New research has linked exposure to fine particulate matter (PM2.5) to a worsening of dementia symptoms and an increase in the brain changes associated with Alzheimer’s disease (AD).
Researchers used data involving autopsy cases collected at the Center for Neurodegenerative Disease Research Brain Bank at the University of Pennsylvania in Philadelphia, Pennsylvania, US. A total of 602 patients (mean age at death 78 years, 54.5 percent male, 94.4 percent White) with common forms of dementia and/or movement disorders and older controls were included in the analysis.
The mean PM2.5 concentration was estimated over the year before death or the last dementia assessment (Clinical Dementia Rating Sum of Boxes [CDR-SB]) using a spatiotemporal prediction model at residential addresses. Outcomes included dementia severity and 10 dementia-associated neuropathologic measures.
More than half of the cases (53.2 percent) carried at least one ε4 allele of the APOE, which has been established as the strongest genetic risk factor for sporadic AD. Overall, the cases were highly educated with a median of 16 years of education and had a moderate level of dementia (median CDR-SB score of 12 at last assessment).
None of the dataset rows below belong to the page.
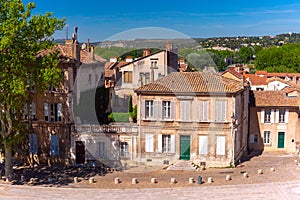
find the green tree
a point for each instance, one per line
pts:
(22, 37)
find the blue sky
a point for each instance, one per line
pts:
(99, 20)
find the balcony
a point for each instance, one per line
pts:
(111, 128)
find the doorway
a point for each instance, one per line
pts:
(281, 136)
(185, 147)
(80, 152)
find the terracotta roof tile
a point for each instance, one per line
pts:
(191, 82)
(257, 80)
(274, 99)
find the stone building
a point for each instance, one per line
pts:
(193, 115)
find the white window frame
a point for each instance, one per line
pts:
(221, 110)
(185, 108)
(267, 137)
(149, 142)
(166, 109)
(221, 145)
(203, 144)
(203, 111)
(149, 109)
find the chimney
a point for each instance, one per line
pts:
(146, 52)
(169, 46)
(92, 53)
(75, 46)
(129, 59)
(113, 59)
(88, 45)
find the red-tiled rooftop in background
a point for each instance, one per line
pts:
(257, 80)
(233, 72)
(191, 82)
(274, 99)
(64, 52)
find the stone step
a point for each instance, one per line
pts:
(182, 165)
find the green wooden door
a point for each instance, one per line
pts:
(281, 139)
(185, 147)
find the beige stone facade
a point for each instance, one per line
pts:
(208, 124)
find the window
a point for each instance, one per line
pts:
(267, 137)
(185, 110)
(203, 110)
(267, 116)
(166, 109)
(149, 109)
(253, 139)
(166, 145)
(220, 145)
(149, 141)
(124, 150)
(281, 116)
(52, 89)
(33, 144)
(46, 112)
(101, 147)
(127, 77)
(31, 113)
(55, 112)
(220, 111)
(54, 145)
(203, 145)
(153, 63)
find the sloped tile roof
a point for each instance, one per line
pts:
(274, 99)
(64, 52)
(257, 80)
(191, 82)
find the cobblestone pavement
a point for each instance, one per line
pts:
(282, 184)
(281, 191)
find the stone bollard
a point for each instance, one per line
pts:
(134, 181)
(117, 180)
(173, 180)
(272, 169)
(228, 177)
(91, 180)
(75, 179)
(153, 180)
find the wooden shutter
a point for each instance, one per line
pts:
(33, 145)
(54, 145)
(173, 144)
(159, 143)
(46, 112)
(157, 110)
(262, 116)
(277, 116)
(143, 109)
(272, 116)
(286, 117)
(149, 143)
(220, 145)
(203, 145)
(172, 110)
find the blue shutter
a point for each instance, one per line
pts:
(54, 145)
(33, 147)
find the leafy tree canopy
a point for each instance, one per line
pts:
(22, 37)
(279, 59)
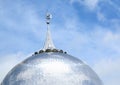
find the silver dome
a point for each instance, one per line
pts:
(52, 68)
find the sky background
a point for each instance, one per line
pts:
(86, 29)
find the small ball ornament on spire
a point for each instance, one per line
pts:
(48, 17)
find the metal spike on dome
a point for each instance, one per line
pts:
(48, 43)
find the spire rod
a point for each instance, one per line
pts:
(48, 43)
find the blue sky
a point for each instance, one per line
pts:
(86, 29)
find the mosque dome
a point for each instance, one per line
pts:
(51, 66)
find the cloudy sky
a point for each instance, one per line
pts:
(86, 29)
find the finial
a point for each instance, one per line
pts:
(49, 46)
(48, 17)
(48, 43)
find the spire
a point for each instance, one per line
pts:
(48, 43)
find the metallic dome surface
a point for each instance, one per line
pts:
(52, 68)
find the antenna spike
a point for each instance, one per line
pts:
(48, 43)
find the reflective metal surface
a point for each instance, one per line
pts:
(52, 69)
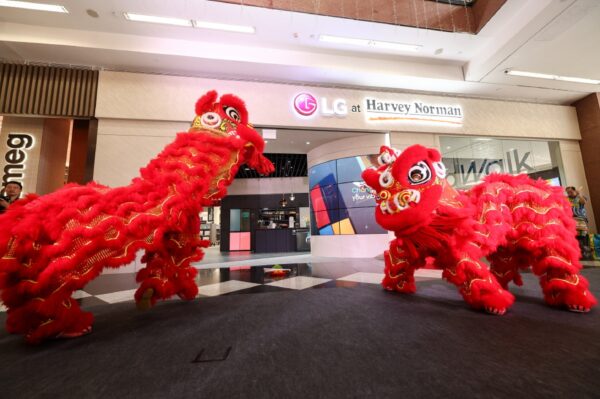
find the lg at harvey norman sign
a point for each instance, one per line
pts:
(376, 110)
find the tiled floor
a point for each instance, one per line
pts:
(246, 273)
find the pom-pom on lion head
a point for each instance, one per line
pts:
(409, 185)
(229, 117)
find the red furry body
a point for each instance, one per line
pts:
(55, 244)
(514, 221)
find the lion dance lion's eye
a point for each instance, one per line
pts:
(386, 179)
(210, 119)
(232, 113)
(419, 173)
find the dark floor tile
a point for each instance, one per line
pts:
(90, 302)
(107, 283)
(258, 289)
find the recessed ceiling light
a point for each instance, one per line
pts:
(551, 77)
(157, 20)
(225, 27)
(34, 6)
(370, 43)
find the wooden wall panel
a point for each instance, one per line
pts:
(47, 90)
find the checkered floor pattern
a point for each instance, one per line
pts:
(92, 296)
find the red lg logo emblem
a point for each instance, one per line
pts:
(305, 104)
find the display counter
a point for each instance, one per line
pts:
(279, 240)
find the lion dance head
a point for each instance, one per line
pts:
(409, 185)
(229, 117)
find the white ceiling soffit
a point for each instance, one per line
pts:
(549, 36)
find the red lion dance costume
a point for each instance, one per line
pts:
(55, 244)
(512, 220)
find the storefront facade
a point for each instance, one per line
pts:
(476, 137)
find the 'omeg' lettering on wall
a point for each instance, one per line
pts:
(16, 156)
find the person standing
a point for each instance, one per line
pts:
(578, 201)
(12, 192)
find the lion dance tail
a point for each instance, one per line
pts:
(35, 308)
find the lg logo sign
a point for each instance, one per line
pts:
(305, 104)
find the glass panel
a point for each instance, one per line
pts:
(350, 169)
(304, 217)
(355, 194)
(363, 221)
(234, 219)
(468, 160)
(245, 220)
(322, 174)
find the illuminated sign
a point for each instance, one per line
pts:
(16, 156)
(305, 104)
(377, 111)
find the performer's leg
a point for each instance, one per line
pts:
(558, 269)
(478, 286)
(169, 272)
(399, 273)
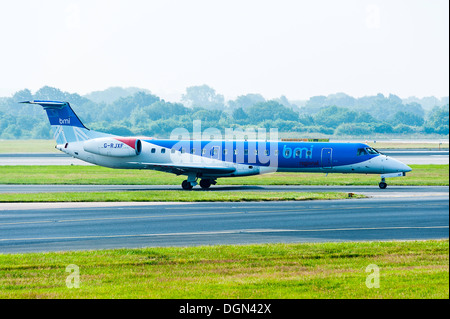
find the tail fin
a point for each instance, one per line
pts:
(66, 125)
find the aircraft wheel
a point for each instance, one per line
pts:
(205, 183)
(186, 185)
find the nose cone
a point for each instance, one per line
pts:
(394, 166)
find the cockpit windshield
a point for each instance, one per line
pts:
(371, 151)
(361, 151)
(366, 151)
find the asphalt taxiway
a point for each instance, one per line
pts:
(402, 214)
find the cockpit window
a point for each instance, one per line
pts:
(371, 151)
(361, 151)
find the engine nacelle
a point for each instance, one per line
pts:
(114, 146)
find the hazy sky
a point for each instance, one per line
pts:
(294, 48)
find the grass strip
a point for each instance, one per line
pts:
(410, 269)
(171, 196)
(421, 175)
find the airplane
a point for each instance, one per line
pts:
(208, 160)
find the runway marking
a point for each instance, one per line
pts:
(277, 211)
(239, 231)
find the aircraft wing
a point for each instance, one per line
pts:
(185, 168)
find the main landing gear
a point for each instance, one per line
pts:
(205, 183)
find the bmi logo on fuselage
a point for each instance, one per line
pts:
(297, 152)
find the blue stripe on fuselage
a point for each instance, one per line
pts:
(290, 154)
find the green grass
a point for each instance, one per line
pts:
(412, 269)
(171, 196)
(28, 146)
(421, 175)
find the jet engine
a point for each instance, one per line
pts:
(114, 146)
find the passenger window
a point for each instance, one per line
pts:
(361, 151)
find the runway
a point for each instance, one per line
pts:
(369, 190)
(395, 213)
(42, 227)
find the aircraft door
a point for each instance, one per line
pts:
(327, 157)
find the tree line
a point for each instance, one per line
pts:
(139, 112)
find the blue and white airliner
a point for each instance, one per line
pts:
(204, 161)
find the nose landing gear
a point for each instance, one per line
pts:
(383, 183)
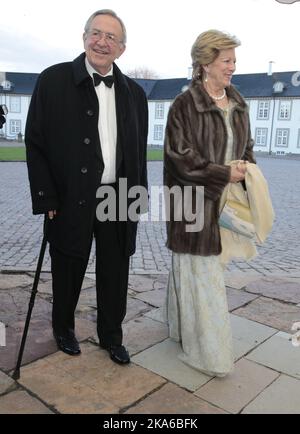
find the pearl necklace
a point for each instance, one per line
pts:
(218, 98)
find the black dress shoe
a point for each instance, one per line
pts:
(118, 354)
(68, 344)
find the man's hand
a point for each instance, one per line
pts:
(51, 214)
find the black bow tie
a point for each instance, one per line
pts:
(108, 80)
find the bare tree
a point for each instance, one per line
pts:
(142, 72)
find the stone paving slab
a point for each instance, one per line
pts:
(237, 298)
(156, 298)
(238, 389)
(12, 281)
(89, 383)
(162, 359)
(281, 397)
(239, 279)
(140, 283)
(20, 402)
(279, 289)
(278, 353)
(158, 314)
(248, 335)
(142, 333)
(171, 399)
(274, 313)
(40, 341)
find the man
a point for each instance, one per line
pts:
(87, 128)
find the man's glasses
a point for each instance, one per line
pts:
(97, 35)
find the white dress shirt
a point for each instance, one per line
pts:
(107, 126)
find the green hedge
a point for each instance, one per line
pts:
(12, 153)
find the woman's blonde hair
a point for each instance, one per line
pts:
(207, 48)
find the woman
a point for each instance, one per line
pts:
(208, 126)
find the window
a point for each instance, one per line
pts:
(261, 136)
(285, 110)
(158, 132)
(282, 137)
(159, 110)
(15, 104)
(15, 126)
(263, 110)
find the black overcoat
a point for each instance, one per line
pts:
(63, 150)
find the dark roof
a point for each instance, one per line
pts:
(168, 88)
(249, 85)
(261, 85)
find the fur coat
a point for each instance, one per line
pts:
(194, 155)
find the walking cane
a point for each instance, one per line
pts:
(16, 374)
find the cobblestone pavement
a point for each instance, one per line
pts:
(20, 232)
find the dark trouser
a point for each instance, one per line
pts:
(112, 268)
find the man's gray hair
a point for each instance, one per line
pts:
(112, 14)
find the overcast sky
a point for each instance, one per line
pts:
(35, 34)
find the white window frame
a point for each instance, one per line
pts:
(261, 133)
(158, 132)
(285, 110)
(15, 126)
(159, 110)
(15, 104)
(282, 136)
(263, 111)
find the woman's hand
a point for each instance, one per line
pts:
(238, 172)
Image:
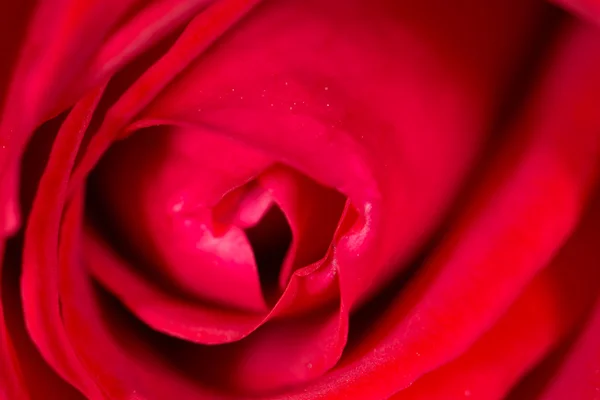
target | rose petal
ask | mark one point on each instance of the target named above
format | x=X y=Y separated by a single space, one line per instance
x=54 y=69
x=551 y=306
x=39 y=285
x=578 y=376
x=529 y=203
x=589 y=9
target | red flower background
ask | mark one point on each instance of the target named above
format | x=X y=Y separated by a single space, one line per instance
x=300 y=199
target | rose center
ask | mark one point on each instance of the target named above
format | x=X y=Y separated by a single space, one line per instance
x=211 y=218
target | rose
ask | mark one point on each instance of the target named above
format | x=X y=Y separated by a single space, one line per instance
x=429 y=170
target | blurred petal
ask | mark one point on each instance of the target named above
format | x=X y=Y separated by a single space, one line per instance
x=551 y=306
x=589 y=9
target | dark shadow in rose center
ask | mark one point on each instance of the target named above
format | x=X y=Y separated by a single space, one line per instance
x=270 y=239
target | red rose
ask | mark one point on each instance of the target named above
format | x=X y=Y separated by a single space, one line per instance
x=300 y=199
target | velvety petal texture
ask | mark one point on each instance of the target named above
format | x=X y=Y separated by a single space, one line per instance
x=299 y=199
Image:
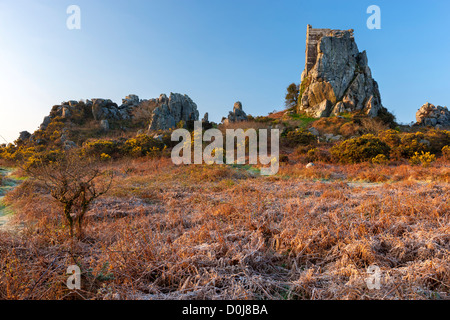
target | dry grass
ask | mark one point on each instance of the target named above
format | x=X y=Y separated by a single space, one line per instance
x=217 y=232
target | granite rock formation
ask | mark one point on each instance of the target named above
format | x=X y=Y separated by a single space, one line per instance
x=431 y=115
x=171 y=110
x=236 y=115
x=337 y=77
x=168 y=111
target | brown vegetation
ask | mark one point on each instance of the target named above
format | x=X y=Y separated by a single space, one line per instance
x=219 y=232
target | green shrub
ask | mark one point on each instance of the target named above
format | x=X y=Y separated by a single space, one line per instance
x=360 y=149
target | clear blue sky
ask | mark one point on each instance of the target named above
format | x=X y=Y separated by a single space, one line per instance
x=216 y=51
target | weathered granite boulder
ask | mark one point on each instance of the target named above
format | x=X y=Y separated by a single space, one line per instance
x=45 y=123
x=104 y=124
x=337 y=77
x=24 y=136
x=236 y=115
x=431 y=115
x=171 y=110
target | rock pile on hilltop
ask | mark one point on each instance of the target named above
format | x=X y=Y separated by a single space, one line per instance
x=236 y=115
x=167 y=112
x=431 y=115
x=337 y=77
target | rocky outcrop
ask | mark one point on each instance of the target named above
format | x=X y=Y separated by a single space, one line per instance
x=171 y=110
x=337 y=77
x=431 y=115
x=168 y=111
x=236 y=115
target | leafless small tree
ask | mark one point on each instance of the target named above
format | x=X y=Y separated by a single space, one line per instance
x=75 y=183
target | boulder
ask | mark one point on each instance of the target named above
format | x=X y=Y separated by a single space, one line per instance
x=171 y=110
x=24 y=136
x=337 y=77
x=236 y=115
x=104 y=124
x=45 y=123
x=431 y=115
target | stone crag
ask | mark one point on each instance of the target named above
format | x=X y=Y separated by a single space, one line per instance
x=336 y=78
x=236 y=115
x=171 y=110
x=167 y=112
x=431 y=115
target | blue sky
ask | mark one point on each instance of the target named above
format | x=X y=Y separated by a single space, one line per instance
x=216 y=51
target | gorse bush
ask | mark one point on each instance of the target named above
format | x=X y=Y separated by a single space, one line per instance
x=142 y=145
x=360 y=149
x=446 y=152
x=299 y=137
x=380 y=159
x=423 y=158
x=99 y=147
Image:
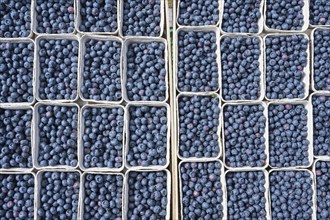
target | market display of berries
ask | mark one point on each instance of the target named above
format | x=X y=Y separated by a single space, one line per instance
x=102 y=137
x=16 y=71
x=101 y=70
x=241 y=17
x=322 y=175
x=15 y=138
x=198 y=126
x=58 y=63
x=58 y=195
x=17 y=196
x=285 y=15
x=286 y=60
x=103 y=196
x=244 y=132
x=198 y=12
x=98 y=16
x=240 y=68
x=197 y=66
x=321 y=60
x=146 y=74
x=288 y=132
x=246 y=198
x=291 y=194
x=201 y=190
x=57 y=132
x=147 y=195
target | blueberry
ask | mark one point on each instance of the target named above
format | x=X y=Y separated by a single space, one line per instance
x=101 y=72
x=322 y=173
x=291 y=194
x=198 y=12
x=288 y=131
x=244 y=133
x=198 y=126
x=321 y=68
x=58 y=63
x=146 y=73
x=58 y=195
x=201 y=190
x=147 y=195
x=103 y=196
x=246 y=197
x=98 y=16
x=54 y=16
x=241 y=16
x=15 y=18
x=16 y=71
x=319 y=12
x=286 y=59
x=142 y=18
x=197 y=67
x=240 y=68
x=15 y=138
x=321 y=124
x=102 y=137
x=148 y=136
x=57 y=134
x=285 y=15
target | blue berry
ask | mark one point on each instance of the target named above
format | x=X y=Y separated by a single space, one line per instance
x=286 y=15
x=197 y=67
x=198 y=12
x=98 y=16
x=198 y=126
x=319 y=12
x=240 y=68
x=142 y=18
x=321 y=125
x=288 y=131
x=322 y=173
x=17 y=196
x=244 y=131
x=58 y=63
x=321 y=68
x=291 y=194
x=147 y=195
x=16 y=71
x=102 y=137
x=286 y=59
x=146 y=73
x=103 y=196
x=246 y=198
x=202 y=190
x=15 y=138
x=57 y=134
x=58 y=195
x=148 y=136
x=241 y=16
x=54 y=16
x=101 y=72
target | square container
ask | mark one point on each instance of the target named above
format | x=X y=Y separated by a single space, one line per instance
x=127 y=138
x=309 y=126
x=81 y=65
x=37 y=65
x=306 y=70
x=265 y=113
x=126 y=44
x=176 y=54
x=178 y=125
x=81 y=145
x=36 y=138
x=261 y=69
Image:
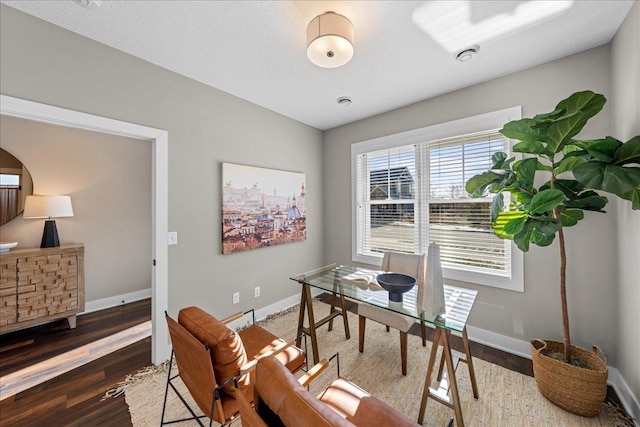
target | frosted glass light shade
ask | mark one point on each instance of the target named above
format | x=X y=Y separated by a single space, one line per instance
x=47 y=207
x=330 y=40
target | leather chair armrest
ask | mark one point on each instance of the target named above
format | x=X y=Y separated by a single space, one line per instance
x=313 y=373
x=250 y=418
x=250 y=366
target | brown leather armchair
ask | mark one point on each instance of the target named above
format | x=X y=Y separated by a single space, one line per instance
x=282 y=400
x=217 y=364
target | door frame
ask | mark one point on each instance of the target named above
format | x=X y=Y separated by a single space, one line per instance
x=29 y=110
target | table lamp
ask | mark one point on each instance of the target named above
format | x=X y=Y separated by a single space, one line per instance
x=48 y=207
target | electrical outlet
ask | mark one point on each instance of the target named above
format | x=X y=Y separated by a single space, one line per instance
x=172 y=238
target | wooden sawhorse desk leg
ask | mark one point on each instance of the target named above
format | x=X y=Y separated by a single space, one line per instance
x=306 y=303
x=442 y=336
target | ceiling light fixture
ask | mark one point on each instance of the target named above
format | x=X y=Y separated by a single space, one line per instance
x=330 y=40
x=345 y=101
x=467 y=54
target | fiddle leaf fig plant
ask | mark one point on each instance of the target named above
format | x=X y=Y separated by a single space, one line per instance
x=573 y=172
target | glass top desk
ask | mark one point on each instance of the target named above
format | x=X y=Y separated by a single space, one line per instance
x=458 y=302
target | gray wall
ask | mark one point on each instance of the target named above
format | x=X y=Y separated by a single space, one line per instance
x=109 y=180
x=625 y=57
x=44 y=63
x=591 y=246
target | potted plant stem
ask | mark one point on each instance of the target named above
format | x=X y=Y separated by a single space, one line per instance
x=573 y=170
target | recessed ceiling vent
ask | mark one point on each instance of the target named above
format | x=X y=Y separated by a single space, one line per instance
x=89 y=4
x=467 y=54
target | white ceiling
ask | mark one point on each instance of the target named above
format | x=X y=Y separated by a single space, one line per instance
x=404 y=50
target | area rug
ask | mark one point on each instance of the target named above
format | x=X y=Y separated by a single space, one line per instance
x=507 y=398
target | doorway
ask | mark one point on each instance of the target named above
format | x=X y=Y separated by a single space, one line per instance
x=16 y=107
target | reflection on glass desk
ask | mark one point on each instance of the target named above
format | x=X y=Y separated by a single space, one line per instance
x=458 y=301
x=338 y=280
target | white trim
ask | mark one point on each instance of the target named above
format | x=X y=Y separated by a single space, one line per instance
x=501 y=342
x=159 y=138
x=624 y=392
x=114 y=301
x=469 y=125
x=523 y=349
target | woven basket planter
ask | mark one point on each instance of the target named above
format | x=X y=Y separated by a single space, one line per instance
x=578 y=390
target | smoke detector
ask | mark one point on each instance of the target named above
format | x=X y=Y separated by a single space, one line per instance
x=467 y=54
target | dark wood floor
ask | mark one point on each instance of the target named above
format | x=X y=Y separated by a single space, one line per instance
x=74 y=399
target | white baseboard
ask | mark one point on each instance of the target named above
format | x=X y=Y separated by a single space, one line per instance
x=114 y=301
x=523 y=349
x=624 y=392
x=501 y=342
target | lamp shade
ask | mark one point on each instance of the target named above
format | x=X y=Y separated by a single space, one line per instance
x=330 y=40
x=47 y=207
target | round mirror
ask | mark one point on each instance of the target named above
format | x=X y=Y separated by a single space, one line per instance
x=15 y=186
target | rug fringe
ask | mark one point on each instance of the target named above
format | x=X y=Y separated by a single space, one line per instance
x=617 y=415
x=133 y=379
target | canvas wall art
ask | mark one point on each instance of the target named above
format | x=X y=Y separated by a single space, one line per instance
x=261 y=207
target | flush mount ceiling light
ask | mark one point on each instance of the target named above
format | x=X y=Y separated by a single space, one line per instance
x=330 y=40
x=344 y=101
x=467 y=54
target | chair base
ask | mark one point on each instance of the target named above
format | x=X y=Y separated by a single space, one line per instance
x=194 y=417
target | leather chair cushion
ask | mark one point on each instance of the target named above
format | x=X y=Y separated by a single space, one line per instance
x=225 y=346
x=360 y=408
x=283 y=394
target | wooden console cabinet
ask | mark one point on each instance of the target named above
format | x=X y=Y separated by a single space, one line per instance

AD (47.3 percent) was the most common clinical diagnosis, followed by Parkinson’s disease with dementia (14.1 percent).
Higher PM2.5 exposure prior to death was associated with 19-percent greater odds of more severe AD neuropathologic change (odds ratio, 1.19, 95 percent confidence interval [CI], 1.11–1.28). Similarly, in a subset of 287 patients with CDR-SB records, higher levels of PM2.5 exposure prior to CDR-SB assessment correlated with greater cognitive and functional impairment.
AD neuropathologic change mediated 63 percent of the association between higher PM2.5 exposure and greater cognitive and functional impairment.